For someone who is running post-collegiate, motivation has to be more intrinsic because you no longer have the team aspect. It's really cool to work with an athlete to develop that athlete-coach relationship. The coach learns so much from the athlete as the athlete learns from the coach. And I think once you learn how to work together on a personal level then you're able to craft a training program that works, both in terms of motivation for an individual but also how to get them even more passionate about the sport.

But even the most motivated athletes go through waves of motivation, right? Where sometimes you're just having a down time mentally, physically, spiritually in life and you're not connecting what the running like you feel on most days. Then it's time for some little down time.

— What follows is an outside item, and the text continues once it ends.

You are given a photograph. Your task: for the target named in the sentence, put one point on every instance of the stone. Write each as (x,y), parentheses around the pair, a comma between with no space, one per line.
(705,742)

As important as training everyday is, time away from the sport is important as well, so you can get a little more perspective on how involved you are and is your involvement healthy? Can I better balance my life so that I am actually running fast, running better, accomplishing more, completing all the events that I registered for, rather than keep on grinding and not develop a good rest and hard work balance.

How did you transition from cross country 5ks to the 100k?

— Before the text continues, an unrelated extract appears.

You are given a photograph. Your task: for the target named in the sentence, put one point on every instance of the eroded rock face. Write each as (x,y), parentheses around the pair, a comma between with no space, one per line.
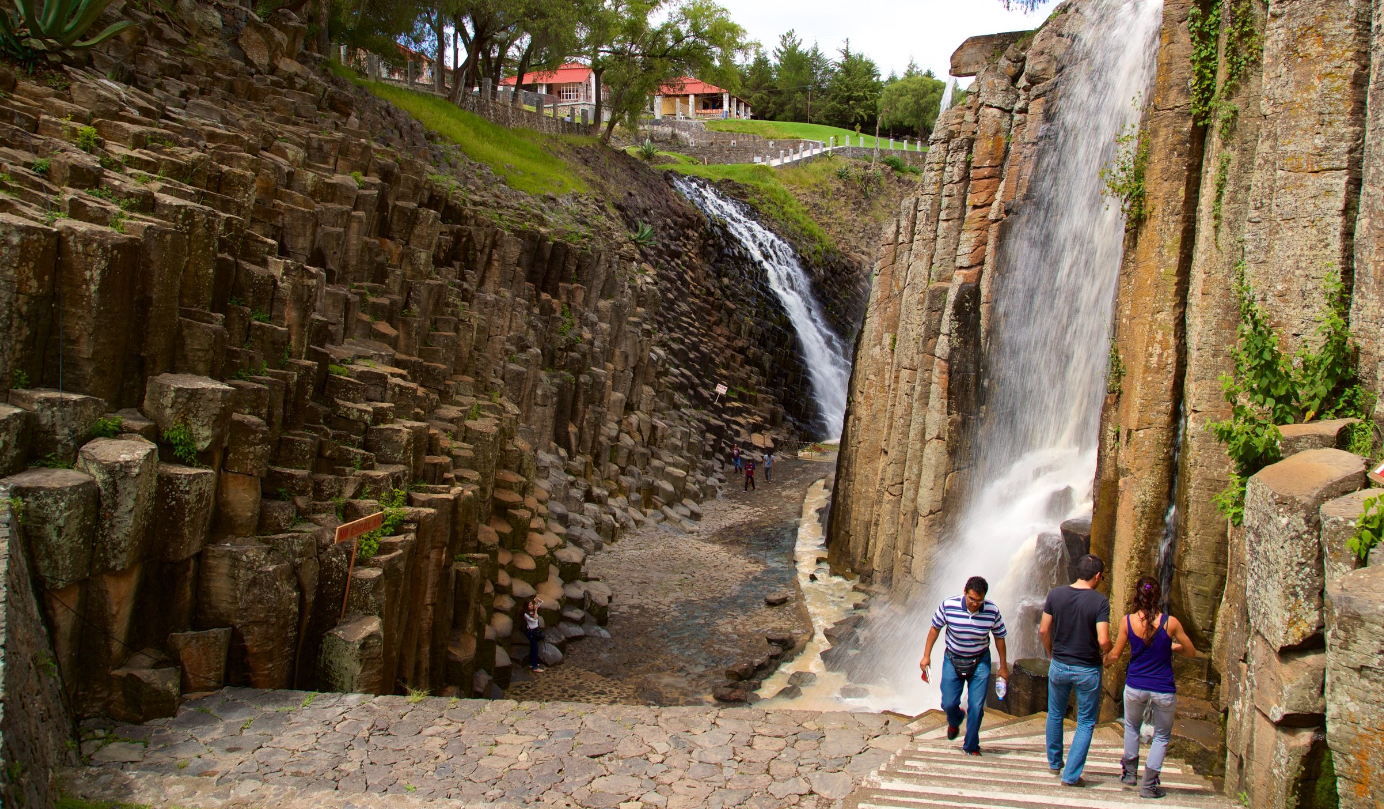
(1354,647)
(1283,548)
(58,523)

I took off four years [after college]. I didn't run seriously for three of that four. I toured around the country a little bit with a small band and had the chance to go to about forty-five different states. I loved that and did that for a few years before moving to Savannah.

When I moved here, it was three years into my no-running between college and now. I volunteered with the track and field program at SCAD while I was a Pedicab driver in Savannah, and I became interested in running again. I had a really great mentor here at SCAD and at the end of the year he stepped down, so I applied. And that's when I say my running started taking off again. I got my first couple of recruiting classes at SCAD that motivated me I think as much as I motivated them. So at that juncture I started doing road halves and 10ks.

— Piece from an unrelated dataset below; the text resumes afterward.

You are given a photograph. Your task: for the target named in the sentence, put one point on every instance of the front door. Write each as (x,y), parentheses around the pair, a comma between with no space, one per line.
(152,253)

I guess I wasn't feeling extremely passionate about [running] in the half marathon to marathon perspective like I am in the ultras. I ran a 50k trail race last fall and I just loved it. I love being out there for three hours. There was something about it that I felt like, “Man, I kind of want to go further." There's something so invigorating about these long races that take you to a different place emotionally, physically, spiritually, that a 10k and half just don't do for me. Not that I don't love running those races. I love going as hard as I can for 30 minutes or an hour. And that's fun in a different way, but now that the spectrum’s open, I can run a hard four mile road race or I can go run a controlled pace for six and a half hours at a world championship in the 100k.

It’s so enticing to be able to experiment with that entire spectrum. I think that's what keeps me motivated. It gives you time to say, "Now for six months I'm going to concentrate on my leg speed and I want to do some fun cross country races, and when I come back to ultras it's going to be fun. I'm not going to be worn out. I'm going to have a different skill set from the last time around. It'll be interesting to see how I perform a 100k at better leg speed at 8k, 10k.” That's my personal approach to running. I don't want to limit myself to one speciality.

Team USA @ 100K World Champs.  Photo Credit: Traci Falbo

Team USA @ 100K World Champs.  Photo Credit: Traci Falbo

What are your goals for 2017?

I want to do my first hundred, but I don't want to do a big, technical mountain hundred really. The focus on the first half of my year, for right now, is Comrade's Marathon in South Africa on June 4. It's in Pietermaritzburg which will be a big challenge for me, given it'll be 6,000 feet of gain uphill as opposed to the downhill here. Then the back half of the year I'm going to focus on Ultravasan 90k in August and Javelina Jundred in October in Arizona. Those are the three I really want to focus on. I have a couple along the way. Next up is Black Canyon 100k in February in Arizona.